The myriad causes of Merseyside’s cultural stagnation cannot be divorced from national and even worldwide issues. Perhaps this is all the birth-pangs of what Yanis Varoufakis calls technofeudalism, the new global financial model where even capitalists are commercially enslaved to digital landlords. Even in the latter days of what was still recognisably capitalism, digitalisation of music had created a post-scarcity situation for mp3s, and despite the efforts of “copyleft” activists and licencers, we had not yet figured out a way to ensure artists were correctly remunerated when the files that contained their work were no longer merely physical and could be infinitely reproduced. This problem has been further compounded by the rise of technofeudal suzerains like Spotify paying artists around $0.003 per stream — try paying £800 a month with that.
With apologies to Blakean idealism, this is not a happy nor a healthy situation for artists. We like to think there will always be spritely, beautiful, or challenging art because there always has been, but this is the same complacency of the Scouse Exceptionalist – itself ironically a consequent phenomenon of defensiveness and inferiority after decades of metropolitan decline. To accept this narrative is to risk becoming the Scouse Ozymandias, inviting travellers to look upon the decay of a colossal wreck like the oblivious, long-dead tyrant of Shelley’s vision. Cultivating self-expression in Liverpool or anywhere else, is not for mere decoration — like a Superlambanana, or a golden throne outside a Nando’s to commemorate Taylor Swift. There’s only one thing that transcends and survives any city once the budget sheets are dust and the political squabbles have long been forgotten: its art.
I love this.
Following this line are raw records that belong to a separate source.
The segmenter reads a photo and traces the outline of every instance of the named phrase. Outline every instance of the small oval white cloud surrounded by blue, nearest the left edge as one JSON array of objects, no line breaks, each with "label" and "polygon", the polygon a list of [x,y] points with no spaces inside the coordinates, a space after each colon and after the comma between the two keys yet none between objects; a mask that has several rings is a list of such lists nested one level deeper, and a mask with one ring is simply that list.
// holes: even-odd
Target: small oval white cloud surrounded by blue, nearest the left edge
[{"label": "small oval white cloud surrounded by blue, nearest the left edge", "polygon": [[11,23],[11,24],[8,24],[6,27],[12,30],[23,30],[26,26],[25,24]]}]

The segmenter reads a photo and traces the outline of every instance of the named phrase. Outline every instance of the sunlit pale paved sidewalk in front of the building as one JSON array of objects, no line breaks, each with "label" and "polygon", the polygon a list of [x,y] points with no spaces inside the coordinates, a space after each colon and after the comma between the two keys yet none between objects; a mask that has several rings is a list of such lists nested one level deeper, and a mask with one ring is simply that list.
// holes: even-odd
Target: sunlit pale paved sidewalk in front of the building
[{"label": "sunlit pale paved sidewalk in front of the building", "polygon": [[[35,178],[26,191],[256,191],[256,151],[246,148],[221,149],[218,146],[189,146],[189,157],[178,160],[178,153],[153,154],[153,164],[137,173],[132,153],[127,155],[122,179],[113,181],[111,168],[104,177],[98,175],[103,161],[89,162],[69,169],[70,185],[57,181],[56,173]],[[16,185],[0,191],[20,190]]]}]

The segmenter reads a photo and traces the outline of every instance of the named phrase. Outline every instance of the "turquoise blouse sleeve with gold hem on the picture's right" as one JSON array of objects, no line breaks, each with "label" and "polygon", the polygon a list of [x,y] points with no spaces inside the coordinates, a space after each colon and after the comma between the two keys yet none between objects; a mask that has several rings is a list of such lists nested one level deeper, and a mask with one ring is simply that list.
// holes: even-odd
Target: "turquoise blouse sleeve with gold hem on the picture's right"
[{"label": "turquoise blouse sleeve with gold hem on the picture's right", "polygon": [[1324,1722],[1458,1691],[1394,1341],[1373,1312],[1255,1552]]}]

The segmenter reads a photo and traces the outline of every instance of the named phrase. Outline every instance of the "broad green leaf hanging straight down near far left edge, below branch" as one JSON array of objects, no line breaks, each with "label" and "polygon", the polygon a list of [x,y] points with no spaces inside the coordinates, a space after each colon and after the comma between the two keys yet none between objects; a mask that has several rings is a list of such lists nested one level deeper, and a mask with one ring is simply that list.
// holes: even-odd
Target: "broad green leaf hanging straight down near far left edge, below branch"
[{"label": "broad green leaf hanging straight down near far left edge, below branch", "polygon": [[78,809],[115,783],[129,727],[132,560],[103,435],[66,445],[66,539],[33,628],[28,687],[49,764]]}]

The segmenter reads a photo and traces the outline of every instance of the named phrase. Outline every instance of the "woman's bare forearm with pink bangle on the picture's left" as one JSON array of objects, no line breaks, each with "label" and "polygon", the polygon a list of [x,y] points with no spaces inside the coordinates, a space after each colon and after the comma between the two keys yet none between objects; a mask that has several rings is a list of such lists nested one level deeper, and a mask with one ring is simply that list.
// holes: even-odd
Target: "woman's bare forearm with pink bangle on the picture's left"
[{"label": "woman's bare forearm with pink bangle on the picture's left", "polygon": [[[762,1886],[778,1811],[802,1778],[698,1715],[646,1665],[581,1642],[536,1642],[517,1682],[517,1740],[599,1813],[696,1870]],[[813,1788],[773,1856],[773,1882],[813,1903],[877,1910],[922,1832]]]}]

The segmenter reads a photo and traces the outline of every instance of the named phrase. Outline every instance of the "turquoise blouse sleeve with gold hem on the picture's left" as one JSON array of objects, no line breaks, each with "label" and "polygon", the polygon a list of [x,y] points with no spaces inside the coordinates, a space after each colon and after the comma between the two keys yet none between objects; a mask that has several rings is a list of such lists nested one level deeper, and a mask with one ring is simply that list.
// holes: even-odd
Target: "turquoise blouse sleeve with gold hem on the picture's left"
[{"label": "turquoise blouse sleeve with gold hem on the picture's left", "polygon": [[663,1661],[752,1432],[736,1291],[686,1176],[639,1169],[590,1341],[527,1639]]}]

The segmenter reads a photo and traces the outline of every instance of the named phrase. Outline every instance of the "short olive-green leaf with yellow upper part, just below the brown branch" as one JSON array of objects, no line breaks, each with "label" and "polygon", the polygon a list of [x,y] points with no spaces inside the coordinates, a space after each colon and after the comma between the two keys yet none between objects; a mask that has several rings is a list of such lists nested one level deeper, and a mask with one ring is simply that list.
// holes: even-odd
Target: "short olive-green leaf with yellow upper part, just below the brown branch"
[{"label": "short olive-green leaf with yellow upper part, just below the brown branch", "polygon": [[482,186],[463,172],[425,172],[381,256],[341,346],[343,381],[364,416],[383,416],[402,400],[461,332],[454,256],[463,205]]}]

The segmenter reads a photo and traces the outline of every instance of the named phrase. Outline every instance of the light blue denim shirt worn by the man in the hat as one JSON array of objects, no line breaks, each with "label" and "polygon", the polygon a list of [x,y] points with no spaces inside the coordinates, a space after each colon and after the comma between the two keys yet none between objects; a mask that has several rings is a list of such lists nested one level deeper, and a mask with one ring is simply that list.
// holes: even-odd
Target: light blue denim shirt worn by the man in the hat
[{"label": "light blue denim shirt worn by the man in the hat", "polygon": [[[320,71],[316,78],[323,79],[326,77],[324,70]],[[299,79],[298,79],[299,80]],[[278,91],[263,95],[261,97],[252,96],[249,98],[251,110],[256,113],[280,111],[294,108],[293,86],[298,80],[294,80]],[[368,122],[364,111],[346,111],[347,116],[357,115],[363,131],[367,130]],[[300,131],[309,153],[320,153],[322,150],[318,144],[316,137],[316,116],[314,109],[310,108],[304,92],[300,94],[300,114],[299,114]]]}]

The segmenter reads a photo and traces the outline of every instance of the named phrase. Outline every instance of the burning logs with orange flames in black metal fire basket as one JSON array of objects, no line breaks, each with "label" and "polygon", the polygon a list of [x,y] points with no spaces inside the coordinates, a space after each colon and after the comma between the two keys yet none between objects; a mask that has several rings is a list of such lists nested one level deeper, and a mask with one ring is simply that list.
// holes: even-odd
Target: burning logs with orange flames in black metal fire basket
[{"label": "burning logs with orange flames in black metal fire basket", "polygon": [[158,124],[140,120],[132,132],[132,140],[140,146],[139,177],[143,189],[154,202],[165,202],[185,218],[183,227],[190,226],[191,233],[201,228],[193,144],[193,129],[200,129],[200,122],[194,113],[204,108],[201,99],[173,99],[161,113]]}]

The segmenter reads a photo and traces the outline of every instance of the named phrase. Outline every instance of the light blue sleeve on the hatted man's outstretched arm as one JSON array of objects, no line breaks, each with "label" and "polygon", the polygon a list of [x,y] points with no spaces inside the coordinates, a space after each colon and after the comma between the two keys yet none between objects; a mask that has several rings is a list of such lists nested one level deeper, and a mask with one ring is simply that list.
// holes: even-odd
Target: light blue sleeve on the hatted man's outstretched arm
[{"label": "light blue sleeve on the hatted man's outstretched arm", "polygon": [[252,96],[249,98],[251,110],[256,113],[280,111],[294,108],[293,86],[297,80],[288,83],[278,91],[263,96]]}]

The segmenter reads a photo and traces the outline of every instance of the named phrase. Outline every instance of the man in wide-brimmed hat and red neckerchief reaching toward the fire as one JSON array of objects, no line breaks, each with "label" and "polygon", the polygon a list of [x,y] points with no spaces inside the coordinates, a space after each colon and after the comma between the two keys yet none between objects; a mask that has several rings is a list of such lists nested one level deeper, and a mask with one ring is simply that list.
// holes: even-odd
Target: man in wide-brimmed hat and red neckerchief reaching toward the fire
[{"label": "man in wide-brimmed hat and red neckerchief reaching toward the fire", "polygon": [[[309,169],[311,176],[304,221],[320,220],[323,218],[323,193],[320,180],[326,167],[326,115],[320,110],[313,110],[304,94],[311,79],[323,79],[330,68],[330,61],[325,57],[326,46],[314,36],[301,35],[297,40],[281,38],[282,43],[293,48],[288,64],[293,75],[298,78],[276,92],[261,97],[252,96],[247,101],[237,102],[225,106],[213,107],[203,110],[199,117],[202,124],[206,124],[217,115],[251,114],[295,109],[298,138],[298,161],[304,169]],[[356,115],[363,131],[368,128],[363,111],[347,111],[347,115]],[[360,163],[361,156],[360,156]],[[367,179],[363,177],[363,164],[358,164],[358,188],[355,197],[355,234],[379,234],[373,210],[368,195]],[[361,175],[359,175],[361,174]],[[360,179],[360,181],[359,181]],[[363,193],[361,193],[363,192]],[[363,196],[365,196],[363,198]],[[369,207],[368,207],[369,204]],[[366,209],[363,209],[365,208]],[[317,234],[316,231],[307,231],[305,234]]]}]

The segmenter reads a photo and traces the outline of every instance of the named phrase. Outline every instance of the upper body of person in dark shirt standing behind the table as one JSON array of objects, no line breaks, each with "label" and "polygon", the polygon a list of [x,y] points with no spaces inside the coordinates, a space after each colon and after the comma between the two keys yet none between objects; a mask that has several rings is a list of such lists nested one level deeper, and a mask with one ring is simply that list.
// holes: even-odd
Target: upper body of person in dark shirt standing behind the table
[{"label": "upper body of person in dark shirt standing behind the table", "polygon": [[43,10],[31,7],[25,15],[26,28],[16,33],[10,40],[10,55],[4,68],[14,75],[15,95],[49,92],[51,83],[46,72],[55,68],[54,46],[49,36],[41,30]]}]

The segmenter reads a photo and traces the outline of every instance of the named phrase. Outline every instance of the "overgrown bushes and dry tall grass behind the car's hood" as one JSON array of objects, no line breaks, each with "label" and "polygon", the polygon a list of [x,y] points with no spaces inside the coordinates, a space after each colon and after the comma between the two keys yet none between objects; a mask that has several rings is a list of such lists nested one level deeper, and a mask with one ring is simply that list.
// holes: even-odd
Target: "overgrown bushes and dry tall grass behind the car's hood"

Well done for not pulling your punches - it does feel like the metric for a healthy cultural scene these days is to quantify how many CICs are in existence. And before some Thatcher-apologist comes in with the inevitable pedantry that 'managed decline' was never an accepted policy - it doesn't matter, that's not the point.
Someone recently posited that long-form writing is dead. Just as people have been predicting the death of live theatre for about 400 years or so, and the death of podcasting for about 4 weeks now. Not true. And here is the proof. I was challenged in the first few paragraphs to see where it was going, and was disappointed to see "Baltic Creative" being trashed - it was actually very creative for a few years, a genuinely inventive and mutually supportive tech hub that couldn't survive without external support from the city itself, which never happened. But I persevered to the end, and so glad I did. I love a bit of erudition, especially in a well crafted rant speaking truth to power. This ticks all the boxes.